El momento crítico que vive el país (y el mundo), invita a reflexionar sobre la salud, la economía y la política, fundamentalmente. Pero también puede y debe invitarnos a reflexionar sobre la vida y la naturaleza, de la cual estamos rodeados, sin que reparemos mucho en ello. La presente es una invitación al análisis de lo cerca que estamos de expresiones naturales tan intrigantes y curiosas como el pájaro carpintero andino que, mucha gente ni lo sabe, habita muy cerca nuestro.

Un estudio de la Unidad de Manejo y Conservación de Fauna del Instituto de Ecología de la Universidad Mayor de San Andrés, señala que “Hay 107 especies de aves que se pueden observar en La Paz y sus alrededores. También tenemos ocho mamíferos medianos y grandes, alrededor de 20 mamíferos pequeños (roedores y marsupiales) y siete murciélagos. Hay varios tipos de ranas, reptiles, peces e insectos”.

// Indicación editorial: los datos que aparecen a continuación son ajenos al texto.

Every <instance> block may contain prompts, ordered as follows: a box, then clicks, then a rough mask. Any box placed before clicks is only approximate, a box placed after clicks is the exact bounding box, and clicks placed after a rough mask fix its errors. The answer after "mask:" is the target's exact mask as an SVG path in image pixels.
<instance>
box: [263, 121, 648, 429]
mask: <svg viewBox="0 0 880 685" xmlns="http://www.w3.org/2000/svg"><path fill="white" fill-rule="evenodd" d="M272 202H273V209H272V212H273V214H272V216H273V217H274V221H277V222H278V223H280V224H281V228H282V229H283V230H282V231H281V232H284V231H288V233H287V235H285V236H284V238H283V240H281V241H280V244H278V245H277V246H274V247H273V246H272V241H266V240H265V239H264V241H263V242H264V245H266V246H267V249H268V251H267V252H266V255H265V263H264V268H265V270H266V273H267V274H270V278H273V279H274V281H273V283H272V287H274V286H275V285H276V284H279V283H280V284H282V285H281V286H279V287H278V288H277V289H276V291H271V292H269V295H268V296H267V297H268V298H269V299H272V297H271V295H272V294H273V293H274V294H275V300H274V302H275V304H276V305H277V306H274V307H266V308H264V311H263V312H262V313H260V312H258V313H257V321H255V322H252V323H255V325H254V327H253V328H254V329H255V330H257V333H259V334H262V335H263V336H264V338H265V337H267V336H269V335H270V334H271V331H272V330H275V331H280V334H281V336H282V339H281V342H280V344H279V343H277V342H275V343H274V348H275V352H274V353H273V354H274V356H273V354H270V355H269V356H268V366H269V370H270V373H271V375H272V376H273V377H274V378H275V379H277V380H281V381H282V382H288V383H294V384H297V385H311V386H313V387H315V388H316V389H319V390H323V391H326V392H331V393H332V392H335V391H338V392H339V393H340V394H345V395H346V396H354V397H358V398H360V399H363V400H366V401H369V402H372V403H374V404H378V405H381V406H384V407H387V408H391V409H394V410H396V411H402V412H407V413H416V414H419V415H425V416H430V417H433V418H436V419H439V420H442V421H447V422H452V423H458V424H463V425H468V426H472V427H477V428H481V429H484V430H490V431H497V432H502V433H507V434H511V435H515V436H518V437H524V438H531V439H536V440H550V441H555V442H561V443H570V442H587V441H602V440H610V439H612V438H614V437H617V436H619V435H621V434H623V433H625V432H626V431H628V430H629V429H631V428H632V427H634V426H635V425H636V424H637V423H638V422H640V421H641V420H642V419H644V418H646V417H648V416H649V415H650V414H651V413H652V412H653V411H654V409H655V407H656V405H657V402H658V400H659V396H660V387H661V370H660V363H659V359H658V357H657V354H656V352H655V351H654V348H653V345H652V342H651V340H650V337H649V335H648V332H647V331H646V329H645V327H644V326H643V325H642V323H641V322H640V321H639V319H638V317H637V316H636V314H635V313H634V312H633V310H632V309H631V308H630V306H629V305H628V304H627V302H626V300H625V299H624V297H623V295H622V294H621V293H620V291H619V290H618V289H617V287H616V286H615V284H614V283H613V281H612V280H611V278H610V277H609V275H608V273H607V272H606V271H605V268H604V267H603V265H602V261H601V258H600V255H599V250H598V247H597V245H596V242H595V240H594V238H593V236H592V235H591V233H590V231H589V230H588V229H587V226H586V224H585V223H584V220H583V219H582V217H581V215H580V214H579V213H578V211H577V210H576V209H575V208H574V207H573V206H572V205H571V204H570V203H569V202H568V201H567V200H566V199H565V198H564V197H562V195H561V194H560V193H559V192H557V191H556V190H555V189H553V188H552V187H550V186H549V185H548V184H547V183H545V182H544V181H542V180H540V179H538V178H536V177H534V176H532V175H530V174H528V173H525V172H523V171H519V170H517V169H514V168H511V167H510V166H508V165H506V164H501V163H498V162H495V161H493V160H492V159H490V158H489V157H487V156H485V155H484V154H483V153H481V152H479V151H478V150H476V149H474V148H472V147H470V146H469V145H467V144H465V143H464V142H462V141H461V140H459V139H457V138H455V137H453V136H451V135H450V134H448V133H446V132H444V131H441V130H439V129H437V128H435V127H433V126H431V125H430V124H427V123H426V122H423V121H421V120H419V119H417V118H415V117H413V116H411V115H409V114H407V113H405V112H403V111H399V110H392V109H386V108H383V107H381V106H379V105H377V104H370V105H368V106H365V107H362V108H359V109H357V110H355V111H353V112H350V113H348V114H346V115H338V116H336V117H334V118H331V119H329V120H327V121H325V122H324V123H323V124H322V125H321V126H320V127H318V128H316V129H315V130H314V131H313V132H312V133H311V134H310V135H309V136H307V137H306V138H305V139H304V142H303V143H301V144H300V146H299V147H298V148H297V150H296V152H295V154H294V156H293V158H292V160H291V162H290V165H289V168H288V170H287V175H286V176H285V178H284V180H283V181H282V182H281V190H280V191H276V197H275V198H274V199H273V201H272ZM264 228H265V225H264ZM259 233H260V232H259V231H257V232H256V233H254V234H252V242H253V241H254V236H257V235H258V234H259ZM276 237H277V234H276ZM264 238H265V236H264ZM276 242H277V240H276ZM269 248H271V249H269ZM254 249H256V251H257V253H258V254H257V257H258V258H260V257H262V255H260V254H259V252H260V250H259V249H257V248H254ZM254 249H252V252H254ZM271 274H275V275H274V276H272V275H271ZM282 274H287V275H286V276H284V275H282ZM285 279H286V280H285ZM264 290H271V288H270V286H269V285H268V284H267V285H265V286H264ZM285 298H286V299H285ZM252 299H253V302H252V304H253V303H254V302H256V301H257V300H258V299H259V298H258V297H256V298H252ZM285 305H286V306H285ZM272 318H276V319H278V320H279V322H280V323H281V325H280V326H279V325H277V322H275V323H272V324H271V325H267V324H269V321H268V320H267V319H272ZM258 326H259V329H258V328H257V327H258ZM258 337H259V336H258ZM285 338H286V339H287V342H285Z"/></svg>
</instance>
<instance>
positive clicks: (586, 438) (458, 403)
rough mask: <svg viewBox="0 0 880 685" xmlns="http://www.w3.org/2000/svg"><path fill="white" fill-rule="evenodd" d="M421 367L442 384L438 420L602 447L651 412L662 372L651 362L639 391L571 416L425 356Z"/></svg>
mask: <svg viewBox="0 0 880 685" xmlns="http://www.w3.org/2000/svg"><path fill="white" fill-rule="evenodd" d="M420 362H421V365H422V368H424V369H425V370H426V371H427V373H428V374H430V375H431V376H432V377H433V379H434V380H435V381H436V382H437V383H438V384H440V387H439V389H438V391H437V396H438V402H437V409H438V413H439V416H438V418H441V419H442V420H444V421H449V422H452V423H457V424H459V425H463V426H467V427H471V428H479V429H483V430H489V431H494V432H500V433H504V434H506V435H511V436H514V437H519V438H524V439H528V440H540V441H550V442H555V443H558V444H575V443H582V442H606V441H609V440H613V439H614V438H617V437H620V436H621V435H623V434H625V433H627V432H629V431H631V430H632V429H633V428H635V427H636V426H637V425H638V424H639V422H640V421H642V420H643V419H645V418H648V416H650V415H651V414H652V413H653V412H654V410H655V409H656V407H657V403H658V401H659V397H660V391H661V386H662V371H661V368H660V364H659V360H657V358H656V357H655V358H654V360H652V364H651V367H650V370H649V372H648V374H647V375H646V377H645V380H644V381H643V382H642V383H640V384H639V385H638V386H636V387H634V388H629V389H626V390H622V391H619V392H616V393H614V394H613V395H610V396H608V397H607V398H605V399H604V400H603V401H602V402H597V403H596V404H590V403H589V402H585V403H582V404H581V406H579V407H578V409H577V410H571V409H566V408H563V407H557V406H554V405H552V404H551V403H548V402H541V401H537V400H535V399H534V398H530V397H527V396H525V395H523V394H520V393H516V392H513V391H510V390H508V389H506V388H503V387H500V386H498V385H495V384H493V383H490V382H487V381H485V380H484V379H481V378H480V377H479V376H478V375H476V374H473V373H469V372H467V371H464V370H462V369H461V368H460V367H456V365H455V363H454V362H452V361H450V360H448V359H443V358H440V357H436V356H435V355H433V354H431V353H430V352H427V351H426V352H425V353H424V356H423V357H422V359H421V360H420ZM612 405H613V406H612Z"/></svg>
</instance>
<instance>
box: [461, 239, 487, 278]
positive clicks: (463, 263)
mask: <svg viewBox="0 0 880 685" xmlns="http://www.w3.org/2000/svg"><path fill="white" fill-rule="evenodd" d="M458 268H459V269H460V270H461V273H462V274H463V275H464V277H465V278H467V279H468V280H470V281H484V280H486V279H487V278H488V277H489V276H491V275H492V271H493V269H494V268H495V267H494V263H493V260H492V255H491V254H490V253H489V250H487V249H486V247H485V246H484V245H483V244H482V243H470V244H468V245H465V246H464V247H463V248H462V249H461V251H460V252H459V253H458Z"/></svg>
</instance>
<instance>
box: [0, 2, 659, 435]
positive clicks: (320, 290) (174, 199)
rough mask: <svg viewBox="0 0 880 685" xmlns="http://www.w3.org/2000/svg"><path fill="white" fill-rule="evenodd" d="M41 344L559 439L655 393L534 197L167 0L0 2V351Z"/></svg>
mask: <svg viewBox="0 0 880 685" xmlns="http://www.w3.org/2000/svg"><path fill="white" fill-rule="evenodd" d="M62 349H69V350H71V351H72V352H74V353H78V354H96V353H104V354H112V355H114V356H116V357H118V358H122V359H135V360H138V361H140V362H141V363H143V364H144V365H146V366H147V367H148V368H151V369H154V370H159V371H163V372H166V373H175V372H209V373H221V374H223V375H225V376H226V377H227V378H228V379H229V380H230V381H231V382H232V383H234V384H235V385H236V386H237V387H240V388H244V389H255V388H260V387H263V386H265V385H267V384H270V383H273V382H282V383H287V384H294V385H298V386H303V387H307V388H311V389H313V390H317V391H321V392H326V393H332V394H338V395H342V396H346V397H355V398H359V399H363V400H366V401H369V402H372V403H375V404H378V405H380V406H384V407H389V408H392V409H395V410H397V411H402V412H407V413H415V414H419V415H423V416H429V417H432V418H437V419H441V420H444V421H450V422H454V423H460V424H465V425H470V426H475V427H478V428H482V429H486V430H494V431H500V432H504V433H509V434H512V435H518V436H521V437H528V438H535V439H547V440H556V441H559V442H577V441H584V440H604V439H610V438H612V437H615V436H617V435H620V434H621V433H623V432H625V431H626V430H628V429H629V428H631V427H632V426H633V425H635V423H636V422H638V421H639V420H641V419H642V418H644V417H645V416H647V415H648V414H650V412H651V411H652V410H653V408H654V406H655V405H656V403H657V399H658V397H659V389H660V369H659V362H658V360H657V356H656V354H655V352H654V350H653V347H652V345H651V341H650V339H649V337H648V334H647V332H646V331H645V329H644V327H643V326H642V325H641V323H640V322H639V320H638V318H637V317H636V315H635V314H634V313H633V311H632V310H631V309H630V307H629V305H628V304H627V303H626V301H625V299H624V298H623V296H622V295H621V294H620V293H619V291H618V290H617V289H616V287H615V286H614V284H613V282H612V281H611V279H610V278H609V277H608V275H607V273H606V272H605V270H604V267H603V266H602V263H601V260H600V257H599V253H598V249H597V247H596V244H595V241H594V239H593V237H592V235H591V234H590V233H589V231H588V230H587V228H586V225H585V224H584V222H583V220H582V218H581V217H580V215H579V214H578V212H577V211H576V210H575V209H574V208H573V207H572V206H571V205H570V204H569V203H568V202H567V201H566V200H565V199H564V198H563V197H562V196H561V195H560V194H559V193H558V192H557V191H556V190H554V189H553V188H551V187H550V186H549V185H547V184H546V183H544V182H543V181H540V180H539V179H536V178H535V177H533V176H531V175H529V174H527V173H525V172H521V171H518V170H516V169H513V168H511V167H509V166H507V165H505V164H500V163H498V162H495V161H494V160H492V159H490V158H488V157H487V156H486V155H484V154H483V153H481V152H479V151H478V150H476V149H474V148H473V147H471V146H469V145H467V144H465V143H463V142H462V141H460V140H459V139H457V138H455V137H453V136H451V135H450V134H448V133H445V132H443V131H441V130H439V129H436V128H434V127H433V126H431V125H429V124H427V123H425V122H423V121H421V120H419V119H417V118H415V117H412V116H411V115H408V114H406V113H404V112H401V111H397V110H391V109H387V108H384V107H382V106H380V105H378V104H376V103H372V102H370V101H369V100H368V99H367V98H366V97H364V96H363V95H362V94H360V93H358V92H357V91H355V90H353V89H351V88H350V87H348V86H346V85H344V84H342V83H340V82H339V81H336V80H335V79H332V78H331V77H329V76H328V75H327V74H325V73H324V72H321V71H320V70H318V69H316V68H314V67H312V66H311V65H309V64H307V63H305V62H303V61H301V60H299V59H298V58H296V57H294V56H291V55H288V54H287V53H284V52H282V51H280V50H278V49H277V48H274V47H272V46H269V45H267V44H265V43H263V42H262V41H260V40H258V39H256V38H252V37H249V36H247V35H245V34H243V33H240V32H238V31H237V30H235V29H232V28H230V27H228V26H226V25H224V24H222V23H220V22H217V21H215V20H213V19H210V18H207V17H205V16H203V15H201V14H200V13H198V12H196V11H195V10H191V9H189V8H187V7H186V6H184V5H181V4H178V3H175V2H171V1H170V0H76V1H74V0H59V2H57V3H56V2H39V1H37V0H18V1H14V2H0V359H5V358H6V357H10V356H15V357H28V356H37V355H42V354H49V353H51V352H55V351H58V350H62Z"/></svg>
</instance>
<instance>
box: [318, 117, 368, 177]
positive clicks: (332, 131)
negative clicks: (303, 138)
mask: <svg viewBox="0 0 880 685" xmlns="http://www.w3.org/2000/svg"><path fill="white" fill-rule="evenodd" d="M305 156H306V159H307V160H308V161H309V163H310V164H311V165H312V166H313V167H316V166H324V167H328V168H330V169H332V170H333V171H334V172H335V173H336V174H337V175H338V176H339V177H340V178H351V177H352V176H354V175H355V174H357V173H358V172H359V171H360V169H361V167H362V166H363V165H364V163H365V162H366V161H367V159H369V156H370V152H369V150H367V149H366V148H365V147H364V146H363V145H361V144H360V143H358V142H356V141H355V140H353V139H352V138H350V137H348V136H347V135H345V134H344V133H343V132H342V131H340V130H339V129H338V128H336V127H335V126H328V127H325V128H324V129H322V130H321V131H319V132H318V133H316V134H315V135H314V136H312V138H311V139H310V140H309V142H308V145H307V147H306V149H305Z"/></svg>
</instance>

A guisa de ejemplo quiero mencionar el trabajo de dos de mis buenos amigos, el Dr. Enrique Richard (biólogo digno de admiración y respeto) y su esposa la Dra. Denise Contreras (también gran profesional) quienes señalan que se conocen al menos 51 especies de aves para la ciudad de La Paz[1]. En dos sendos artículos se han concentrado particularmente en la observación del aguilucho común (Geranoaetus polyosoma) y del águila mora (Geranoaetus melanoleucus) en las ciudades de La Paz y El Alto.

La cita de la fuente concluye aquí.